Masih cukup panas dan menarik apa yang terjadi para Ratna Sarumpaet, meskipun kepolisian hendak dihajar dengan isu lewat khabar kapolri yang dituding menerima aliran dana korupsi, hingga pembakaran bendera kala upacara peringatan Hari Santri Nasional, toh mengenai RS masih cukup hangat dan menarik perhatian. Dalam pusaran itu menarik saat dua dokter pada posisi yang berseberangan.
Mereka berdua sebenarnya berangkat dari keprihatinan yang sama, merasa tidak nyaman karena adanya kekerasan terhadap perempuan tua lagi, sama-sama simpati. Namun makin jelas pada akhirnya jauh berbeda dan bertolak belakang.
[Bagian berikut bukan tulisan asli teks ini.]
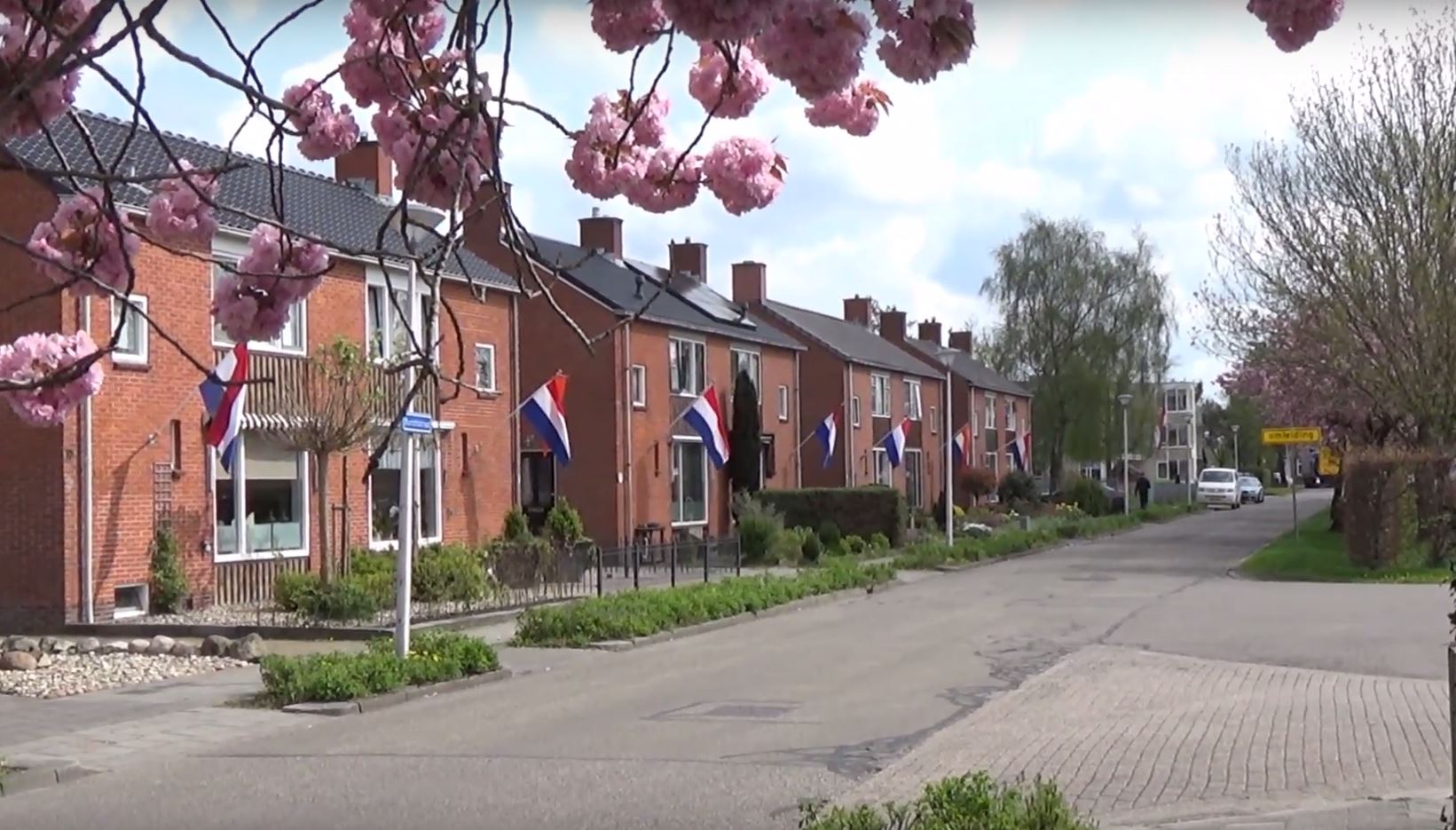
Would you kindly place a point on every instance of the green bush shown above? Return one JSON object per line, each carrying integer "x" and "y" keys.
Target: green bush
{"x": 862, "y": 510}
{"x": 972, "y": 802}
{"x": 434, "y": 657}
{"x": 168, "y": 577}
{"x": 641, "y": 613}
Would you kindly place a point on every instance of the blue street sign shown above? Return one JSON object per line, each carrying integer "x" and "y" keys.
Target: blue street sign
{"x": 418, "y": 423}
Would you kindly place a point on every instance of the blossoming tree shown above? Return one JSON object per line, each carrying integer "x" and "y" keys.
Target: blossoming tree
{"x": 438, "y": 117}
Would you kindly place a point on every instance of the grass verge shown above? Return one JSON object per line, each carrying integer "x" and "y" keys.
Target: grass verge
{"x": 1008, "y": 541}
{"x": 641, "y": 613}
{"x": 964, "y": 802}
{"x": 434, "y": 657}
{"x": 1319, "y": 557}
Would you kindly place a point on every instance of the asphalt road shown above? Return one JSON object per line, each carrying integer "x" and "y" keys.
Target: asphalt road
{"x": 733, "y": 728}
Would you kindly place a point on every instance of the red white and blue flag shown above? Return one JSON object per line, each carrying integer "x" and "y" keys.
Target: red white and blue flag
{"x": 894, "y": 443}
{"x": 547, "y": 411}
{"x": 708, "y": 418}
{"x": 961, "y": 446}
{"x": 827, "y": 434}
{"x": 224, "y": 399}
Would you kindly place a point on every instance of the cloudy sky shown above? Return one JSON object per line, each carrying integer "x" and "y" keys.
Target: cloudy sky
{"x": 1117, "y": 111}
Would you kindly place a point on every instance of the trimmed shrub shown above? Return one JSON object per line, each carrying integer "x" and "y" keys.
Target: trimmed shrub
{"x": 862, "y": 510}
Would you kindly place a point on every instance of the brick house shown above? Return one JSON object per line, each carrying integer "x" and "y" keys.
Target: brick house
{"x": 84, "y": 498}
{"x": 996, "y": 408}
{"x": 871, "y": 382}
{"x": 635, "y": 466}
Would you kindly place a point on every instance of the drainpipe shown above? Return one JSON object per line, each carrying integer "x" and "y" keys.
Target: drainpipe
{"x": 88, "y": 520}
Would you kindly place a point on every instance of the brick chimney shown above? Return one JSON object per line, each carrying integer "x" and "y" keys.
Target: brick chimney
{"x": 856, "y": 309}
{"x": 367, "y": 168}
{"x": 893, "y": 325}
{"x": 750, "y": 283}
{"x": 688, "y": 257}
{"x": 602, "y": 233}
{"x": 931, "y": 331}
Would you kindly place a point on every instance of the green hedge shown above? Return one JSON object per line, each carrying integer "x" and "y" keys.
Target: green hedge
{"x": 855, "y": 511}
{"x": 434, "y": 657}
{"x": 641, "y": 613}
{"x": 972, "y": 802}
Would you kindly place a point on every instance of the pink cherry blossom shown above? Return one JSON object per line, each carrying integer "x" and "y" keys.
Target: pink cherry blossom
{"x": 933, "y": 36}
{"x": 47, "y": 359}
{"x": 327, "y": 131}
{"x": 181, "y": 210}
{"x": 817, "y": 45}
{"x": 855, "y": 109}
{"x": 83, "y": 236}
{"x": 721, "y": 89}
{"x": 1294, "y": 24}
{"x": 721, "y": 20}
{"x": 744, "y": 174}
{"x": 625, "y": 25}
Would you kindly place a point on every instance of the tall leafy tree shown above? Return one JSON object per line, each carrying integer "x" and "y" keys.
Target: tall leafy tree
{"x": 744, "y": 456}
{"x": 1083, "y": 322}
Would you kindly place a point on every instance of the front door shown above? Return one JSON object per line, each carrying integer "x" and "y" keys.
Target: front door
{"x": 538, "y": 486}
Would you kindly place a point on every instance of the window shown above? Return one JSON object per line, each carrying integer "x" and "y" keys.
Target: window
{"x": 638, "y": 386}
{"x": 913, "y": 399}
{"x": 878, "y": 395}
{"x": 131, "y": 338}
{"x": 915, "y": 486}
{"x": 385, "y": 486}
{"x": 272, "y": 497}
{"x": 292, "y": 336}
{"x": 884, "y": 473}
{"x": 485, "y": 368}
{"x": 752, "y": 363}
{"x": 689, "y": 482}
{"x": 686, "y": 361}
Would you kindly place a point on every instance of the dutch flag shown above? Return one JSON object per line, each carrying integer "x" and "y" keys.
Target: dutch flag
{"x": 547, "y": 411}
{"x": 894, "y": 443}
{"x": 708, "y": 418}
{"x": 827, "y": 434}
{"x": 224, "y": 399}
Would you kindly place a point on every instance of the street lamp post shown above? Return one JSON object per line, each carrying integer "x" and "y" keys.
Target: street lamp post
{"x": 1127, "y": 497}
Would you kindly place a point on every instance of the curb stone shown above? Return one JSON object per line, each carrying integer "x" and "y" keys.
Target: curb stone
{"x": 38, "y": 772}
{"x": 733, "y": 621}
{"x": 374, "y": 704}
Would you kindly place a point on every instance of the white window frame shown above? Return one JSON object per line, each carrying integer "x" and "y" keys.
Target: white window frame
{"x": 674, "y": 502}
{"x": 240, "y": 507}
{"x": 878, "y": 395}
{"x": 485, "y": 388}
{"x": 636, "y": 384}
{"x": 136, "y": 322}
{"x": 913, "y": 404}
{"x": 440, "y": 497}
{"x": 697, "y": 348}
{"x": 299, "y": 311}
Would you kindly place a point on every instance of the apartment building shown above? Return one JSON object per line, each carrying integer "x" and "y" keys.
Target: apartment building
{"x": 86, "y": 498}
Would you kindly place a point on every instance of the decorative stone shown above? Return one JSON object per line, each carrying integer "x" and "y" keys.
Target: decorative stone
{"x": 248, "y": 647}
{"x": 216, "y": 645}
{"x": 18, "y": 661}
{"x": 161, "y": 644}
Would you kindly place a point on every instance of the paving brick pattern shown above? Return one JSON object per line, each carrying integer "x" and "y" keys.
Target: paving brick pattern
{"x": 1130, "y": 732}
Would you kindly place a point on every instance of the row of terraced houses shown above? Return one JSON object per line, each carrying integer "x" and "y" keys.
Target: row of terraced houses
{"x": 88, "y": 495}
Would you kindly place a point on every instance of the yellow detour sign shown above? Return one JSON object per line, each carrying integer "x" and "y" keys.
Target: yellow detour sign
{"x": 1292, "y": 436}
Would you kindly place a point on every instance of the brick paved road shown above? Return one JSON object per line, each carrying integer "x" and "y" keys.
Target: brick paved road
{"x": 1130, "y": 734}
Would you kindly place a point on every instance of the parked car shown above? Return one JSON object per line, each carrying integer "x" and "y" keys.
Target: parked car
{"x": 1219, "y": 486}
{"x": 1251, "y": 489}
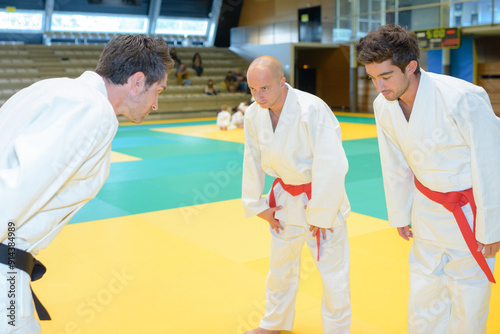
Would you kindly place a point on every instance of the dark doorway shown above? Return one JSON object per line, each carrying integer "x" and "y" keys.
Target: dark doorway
{"x": 306, "y": 80}
{"x": 310, "y": 24}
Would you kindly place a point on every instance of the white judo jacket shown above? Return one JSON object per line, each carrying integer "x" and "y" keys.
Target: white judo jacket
{"x": 305, "y": 147}
{"x": 55, "y": 147}
{"x": 450, "y": 143}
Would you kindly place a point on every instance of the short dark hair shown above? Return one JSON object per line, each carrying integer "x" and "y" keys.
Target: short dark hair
{"x": 389, "y": 42}
{"x": 125, "y": 55}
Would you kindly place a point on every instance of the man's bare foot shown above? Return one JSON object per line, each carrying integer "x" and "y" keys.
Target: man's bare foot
{"x": 262, "y": 331}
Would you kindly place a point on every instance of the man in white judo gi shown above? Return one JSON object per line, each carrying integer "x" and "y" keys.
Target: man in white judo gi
{"x": 439, "y": 147}
{"x": 294, "y": 137}
{"x": 55, "y": 156}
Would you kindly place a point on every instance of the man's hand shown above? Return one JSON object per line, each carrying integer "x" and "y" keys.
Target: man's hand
{"x": 269, "y": 216}
{"x": 405, "y": 232}
{"x": 316, "y": 230}
{"x": 490, "y": 250}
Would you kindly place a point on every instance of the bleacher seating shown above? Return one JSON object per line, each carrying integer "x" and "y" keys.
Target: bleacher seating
{"x": 22, "y": 65}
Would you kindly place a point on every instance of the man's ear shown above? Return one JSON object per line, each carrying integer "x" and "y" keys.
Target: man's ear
{"x": 412, "y": 66}
{"x": 137, "y": 81}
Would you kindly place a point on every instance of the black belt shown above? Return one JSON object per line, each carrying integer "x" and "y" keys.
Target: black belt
{"x": 26, "y": 262}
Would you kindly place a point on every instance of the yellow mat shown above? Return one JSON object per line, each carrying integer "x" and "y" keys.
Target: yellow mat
{"x": 204, "y": 270}
{"x": 350, "y": 131}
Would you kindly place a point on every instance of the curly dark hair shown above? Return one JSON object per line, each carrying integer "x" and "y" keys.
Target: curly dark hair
{"x": 125, "y": 55}
{"x": 389, "y": 42}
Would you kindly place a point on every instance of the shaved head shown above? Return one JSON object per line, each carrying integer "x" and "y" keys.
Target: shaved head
{"x": 270, "y": 64}
{"x": 266, "y": 81}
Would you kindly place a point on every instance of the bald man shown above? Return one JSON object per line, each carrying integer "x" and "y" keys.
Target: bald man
{"x": 294, "y": 137}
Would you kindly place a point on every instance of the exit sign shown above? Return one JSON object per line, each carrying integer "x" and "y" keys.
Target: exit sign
{"x": 438, "y": 38}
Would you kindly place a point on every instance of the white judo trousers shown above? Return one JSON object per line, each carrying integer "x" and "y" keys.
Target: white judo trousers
{"x": 284, "y": 274}
{"x": 449, "y": 291}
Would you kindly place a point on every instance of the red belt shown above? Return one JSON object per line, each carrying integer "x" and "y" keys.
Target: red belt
{"x": 453, "y": 202}
{"x": 294, "y": 191}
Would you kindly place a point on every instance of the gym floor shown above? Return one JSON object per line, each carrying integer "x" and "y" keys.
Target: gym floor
{"x": 165, "y": 248}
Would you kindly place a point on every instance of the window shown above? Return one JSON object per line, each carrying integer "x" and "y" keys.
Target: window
{"x": 181, "y": 27}
{"x": 99, "y": 23}
{"x": 21, "y": 20}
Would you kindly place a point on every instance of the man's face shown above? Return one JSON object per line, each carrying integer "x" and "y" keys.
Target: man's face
{"x": 265, "y": 88}
{"x": 388, "y": 79}
{"x": 140, "y": 104}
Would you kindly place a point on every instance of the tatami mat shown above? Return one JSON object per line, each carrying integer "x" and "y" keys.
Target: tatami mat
{"x": 164, "y": 247}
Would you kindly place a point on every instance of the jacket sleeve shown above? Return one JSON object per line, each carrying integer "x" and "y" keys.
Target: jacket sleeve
{"x": 45, "y": 158}
{"x": 329, "y": 167}
{"x": 253, "y": 176}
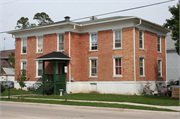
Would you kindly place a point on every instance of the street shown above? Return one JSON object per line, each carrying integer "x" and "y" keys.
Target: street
{"x": 13, "y": 110}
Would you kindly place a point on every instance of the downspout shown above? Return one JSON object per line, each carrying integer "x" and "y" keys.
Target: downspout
{"x": 70, "y": 56}
{"x": 135, "y": 57}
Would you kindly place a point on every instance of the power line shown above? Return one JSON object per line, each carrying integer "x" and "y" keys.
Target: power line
{"x": 124, "y": 10}
{"x": 9, "y": 2}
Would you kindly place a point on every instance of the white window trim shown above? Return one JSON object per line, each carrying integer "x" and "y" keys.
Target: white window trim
{"x": 22, "y": 45}
{"x": 114, "y": 71}
{"x": 114, "y": 40}
{"x": 92, "y": 58}
{"x": 37, "y": 70}
{"x": 159, "y": 59}
{"x": 160, "y": 44}
{"x": 142, "y": 40}
{"x": 143, "y": 57}
{"x": 58, "y": 42}
{"x": 90, "y": 43}
{"x": 37, "y": 38}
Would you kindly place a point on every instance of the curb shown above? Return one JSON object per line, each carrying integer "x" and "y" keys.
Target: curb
{"x": 94, "y": 108}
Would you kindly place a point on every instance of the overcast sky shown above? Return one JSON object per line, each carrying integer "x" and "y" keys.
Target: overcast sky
{"x": 13, "y": 10}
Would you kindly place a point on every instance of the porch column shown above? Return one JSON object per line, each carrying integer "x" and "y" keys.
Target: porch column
{"x": 54, "y": 75}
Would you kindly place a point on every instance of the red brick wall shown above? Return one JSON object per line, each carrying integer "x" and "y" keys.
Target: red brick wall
{"x": 80, "y": 54}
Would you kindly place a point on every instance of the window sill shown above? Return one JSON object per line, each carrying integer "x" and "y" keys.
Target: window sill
{"x": 117, "y": 48}
{"x": 93, "y": 76}
{"x": 23, "y": 54}
{"x": 39, "y": 52}
{"x": 37, "y": 77}
{"x": 117, "y": 76}
{"x": 141, "y": 48}
{"x": 93, "y": 50}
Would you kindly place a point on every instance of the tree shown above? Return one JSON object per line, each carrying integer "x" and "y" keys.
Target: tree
{"x": 22, "y": 23}
{"x": 22, "y": 77}
{"x": 42, "y": 18}
{"x": 173, "y": 24}
{"x": 12, "y": 59}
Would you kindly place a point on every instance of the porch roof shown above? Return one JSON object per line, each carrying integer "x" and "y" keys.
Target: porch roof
{"x": 54, "y": 56}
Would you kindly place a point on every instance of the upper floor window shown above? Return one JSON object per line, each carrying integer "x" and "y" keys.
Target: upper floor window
{"x": 61, "y": 42}
{"x": 159, "y": 68}
{"x": 39, "y": 44}
{"x": 141, "y": 39}
{"x": 141, "y": 66}
{"x": 93, "y": 41}
{"x": 159, "y": 43}
{"x": 93, "y": 66}
{"x": 117, "y": 66}
{"x": 39, "y": 67}
{"x": 24, "y": 66}
{"x": 24, "y": 46}
{"x": 118, "y": 39}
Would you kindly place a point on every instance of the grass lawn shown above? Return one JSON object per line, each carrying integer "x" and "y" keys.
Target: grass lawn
{"x": 144, "y": 99}
{"x": 15, "y": 92}
{"x": 88, "y": 104}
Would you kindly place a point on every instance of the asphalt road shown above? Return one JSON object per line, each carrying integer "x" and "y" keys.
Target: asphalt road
{"x": 46, "y": 111}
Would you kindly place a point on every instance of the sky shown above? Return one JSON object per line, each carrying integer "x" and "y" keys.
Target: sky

Menarik justru mencoba melihat apa yang disajikan Tompi terlebih dahulu, bagaimana ia yang berprofesi sebagai seorang dokter spesialis bedah plastik, tentu lebih memahami mengenai luka dan apa itu operasi plastik.
Menyedihkan atau miris, ketika orang yang tahu dengan baik, profesional malah dituduh kedokteran masuknya nyogok, dokter abal-abal, dokter hasil revolusimental, ada apa ini coba, ketika menyangkut orang bukan politik melebar ke pemerintah yang memang memiliki program RM itu?
Tompi menjawab mereka itu fokus pada apa yang memang menjadi ranah tanggung jawab dalam batasan ranah etis yang berbicara soal moral. Ia tidak berlebihan membawa-bawa pada lingkup agama dengan istilah-istilah suci, membawa dalam konteks politik, dan menyeret-nyeret dengan berbagai dalih dan dalil.
Ternyata kalau mau sedikits aja keras keras dan kerja cerdas, ketemu dengan banyak artikel yang membuat makin cerdas. Dengan gampang kog menemukan bahasan bagaimana luka dan lebam karena benda tumpul, pukulan misalnya, apalagi bertubi-tubi sebagaimana kata Hanum Rais. Dalam artikel tersebut juga disebutkan apakah tubuh yang terbentur, atau diam namun mendapatkan pukulan. Jelas bukan arahnya?
Apalagi jika itu adalah hasil oplas, berarti akibat benda tajam. Sangat jauh berbeda dan hasilnya jelas lain sama sekali. Lebam tanpa adanya perubahan warna kulit membiru kehitaman itu karena benda tumpul atau tajam, hayo mosok dokter tidak tahu sih?
Pilihan dan sikap Tompi juga tidak kemudian menuding RS sebagai pelaku kebohongan, padahal ia sejatinya, pada awalnya menerima itu sebagai bentuk kebiadaban, pun ia tidak menyalahkan oplasnya, namun kisah yang mengikuti itu yang ia tidak setujui. Apa yang ia bahas masih dalam koridor apa yang ia geluti sebagai seorang dokter yang khusus bedah plastik, jadi soal luka dan akibat atas penanganan "permak" wajah tentu ia paham dengan baik.
Kembali melihat apa yang dilakukan koleganya dalam dunia kedokteran yang sama beda spesialisasi dan kekhususan, perempuan ini dokter gigi, awal yang sama simpati kepada "penderitaan" si nenek, namun sudah ada ungkapan lebay, soal menyamakan dengan Cut Nyak Dien dan ada nama lain yang katanya menderima kekerasan dalam diri Neno. Ini mungkin soal penolakan di mana-mana. Makin lemah alibi yang mengatakan ia tidak tahu kebenarannya dan menuding RS sebagai pembohong, menjadikan mereka korban atas kebohongan RS.
Mendengar pengakuan RS, Tompi tidak bereaksi secara berlebihan, padahal seharusnya jauh lebih marah ia yang sudah dituding macam-macam oleh Zon dan kawan-kawan, namun malah tetap fokus pada apa yang memang menjadi keahlian dan tugasnya. Hanum malah mengaitkan dengan agama dan menyitir kata-kata religius, ada apa ini?
Kedua dokter membuat pernyataan yang sama, yaitu sama-sama prihatin ketika spontan melihat itu. Berbeda karena Tompi hanya melihat photo dari media sosial yang ia terima, Hanum menerima pengakuan, yang diistilahkan dengan bahasa khusus yaitu dalam bahasa Arab, apa ini tidak ada keinginan atau maksud lain?